The decrease in the freezing point is expressed in terms of difference in the temperatures. But in this question, we know the difference in the temperature. It is required to find the mass of the solute. This can be done by altering the formula as demonstrated below:
 $\Delta T = \dfrac{{{K_f} \times {W_{solute}} \times 1000}}{{{M_{solute}} \times {W_{solvent}}}}$
Taking the molar mass of the solute from the denominator and sending it to the numerator, we get,
${M_{solute}} = \dfrac{{{K_f} \times {W_{solute}} \times 1000}}{{\Delta T \times {W_{solvent}}}}$
We know that, ${K_f}$ is the cryoscopic constant = ${\bf{5}}.{\bf{12Kkgmo}}{{\bf{l}}^{ - 1}}$
${W_{solute}}$ = ${\bf{0}}.{\bf{25}}{{ }}{\bf{g}}$
The mass of the solvent can be found from the density using the values mentioned in the question. This is done in the steps shown below:
Density = ${\bf{0}}.{\bf{8}}{{ }}{\bf{g}}{{ }}/{{ }}{\bf{mL}}$
Volume = ${\bf{30}}{{ }}{\bf{mL}}$
Density = $\dfrac{{Mass}}{{Volume}}$

Substituting these values in the equation given above:
$0.8 = \dfrac{{mass}}{{30}}$
$0.8 \times 30 = mass$
Multiplying the two
$24g = Mass$
Therefore, the weight of the solvent will be $24g$.
That is, ${W_{solvent}}$ = $24g$

Now we can find the molar mass of the solute through the steps demonstrated below:
${M_{solute}} = \dfrac{{{K_f} \times {W_{solute}} \times 1000}}{{\Delta T \times {W_{solvent}}}}$
On substituting the values,we get
$ \Rightarrow \dfrac{{5.12 \times 0.25 \times 1000}}{{0.40 \times 24}}$
Calculating the numerator and denominator, we get,
$ \Rightarrow \dfrac{{1280}}{{9.6}}$
$ \Rightarrow 133.33g$

Therefore the answer to the question will be $133.33g$. That is the molar mass of the non volatile solute will be $133.33g$.

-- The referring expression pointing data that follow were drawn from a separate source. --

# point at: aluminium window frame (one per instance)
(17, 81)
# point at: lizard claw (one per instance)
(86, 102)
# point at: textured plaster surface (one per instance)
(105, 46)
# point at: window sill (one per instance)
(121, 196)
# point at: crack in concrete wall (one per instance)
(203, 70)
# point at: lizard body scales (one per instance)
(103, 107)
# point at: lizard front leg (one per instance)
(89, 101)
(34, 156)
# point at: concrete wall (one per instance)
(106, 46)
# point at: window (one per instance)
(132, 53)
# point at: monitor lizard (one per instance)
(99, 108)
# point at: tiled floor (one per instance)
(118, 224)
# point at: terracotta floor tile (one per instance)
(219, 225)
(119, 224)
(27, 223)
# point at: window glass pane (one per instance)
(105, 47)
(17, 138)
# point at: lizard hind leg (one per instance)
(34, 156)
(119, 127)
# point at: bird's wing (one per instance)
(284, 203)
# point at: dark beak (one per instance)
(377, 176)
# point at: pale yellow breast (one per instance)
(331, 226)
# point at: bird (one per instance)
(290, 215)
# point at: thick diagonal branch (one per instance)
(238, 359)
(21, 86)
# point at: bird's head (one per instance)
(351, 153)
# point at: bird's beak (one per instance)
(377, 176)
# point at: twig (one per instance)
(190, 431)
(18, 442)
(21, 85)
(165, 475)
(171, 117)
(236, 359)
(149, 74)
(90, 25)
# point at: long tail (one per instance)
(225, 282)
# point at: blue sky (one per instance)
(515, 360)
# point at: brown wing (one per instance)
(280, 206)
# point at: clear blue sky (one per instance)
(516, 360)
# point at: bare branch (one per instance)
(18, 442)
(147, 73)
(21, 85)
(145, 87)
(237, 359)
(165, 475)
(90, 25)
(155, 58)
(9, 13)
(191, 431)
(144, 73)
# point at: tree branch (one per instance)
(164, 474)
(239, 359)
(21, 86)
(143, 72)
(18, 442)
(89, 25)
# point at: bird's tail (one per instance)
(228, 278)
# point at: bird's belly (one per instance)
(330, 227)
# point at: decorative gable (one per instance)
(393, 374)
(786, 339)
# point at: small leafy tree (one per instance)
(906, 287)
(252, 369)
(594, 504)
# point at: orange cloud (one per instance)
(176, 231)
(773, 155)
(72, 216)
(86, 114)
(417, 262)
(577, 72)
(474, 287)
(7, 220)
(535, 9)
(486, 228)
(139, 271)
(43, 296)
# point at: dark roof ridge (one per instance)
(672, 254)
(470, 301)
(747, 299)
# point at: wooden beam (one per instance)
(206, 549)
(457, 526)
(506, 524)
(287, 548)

Note: The freezing point of a solvent decreases when a solute is added because the solute and solvent form bonds and this will contribute to a lower freezing point. ${K_f}$ is the constant that can determine the depression of freezing point of a Solution upon addition of one mole of solute to one kilogram of solvent.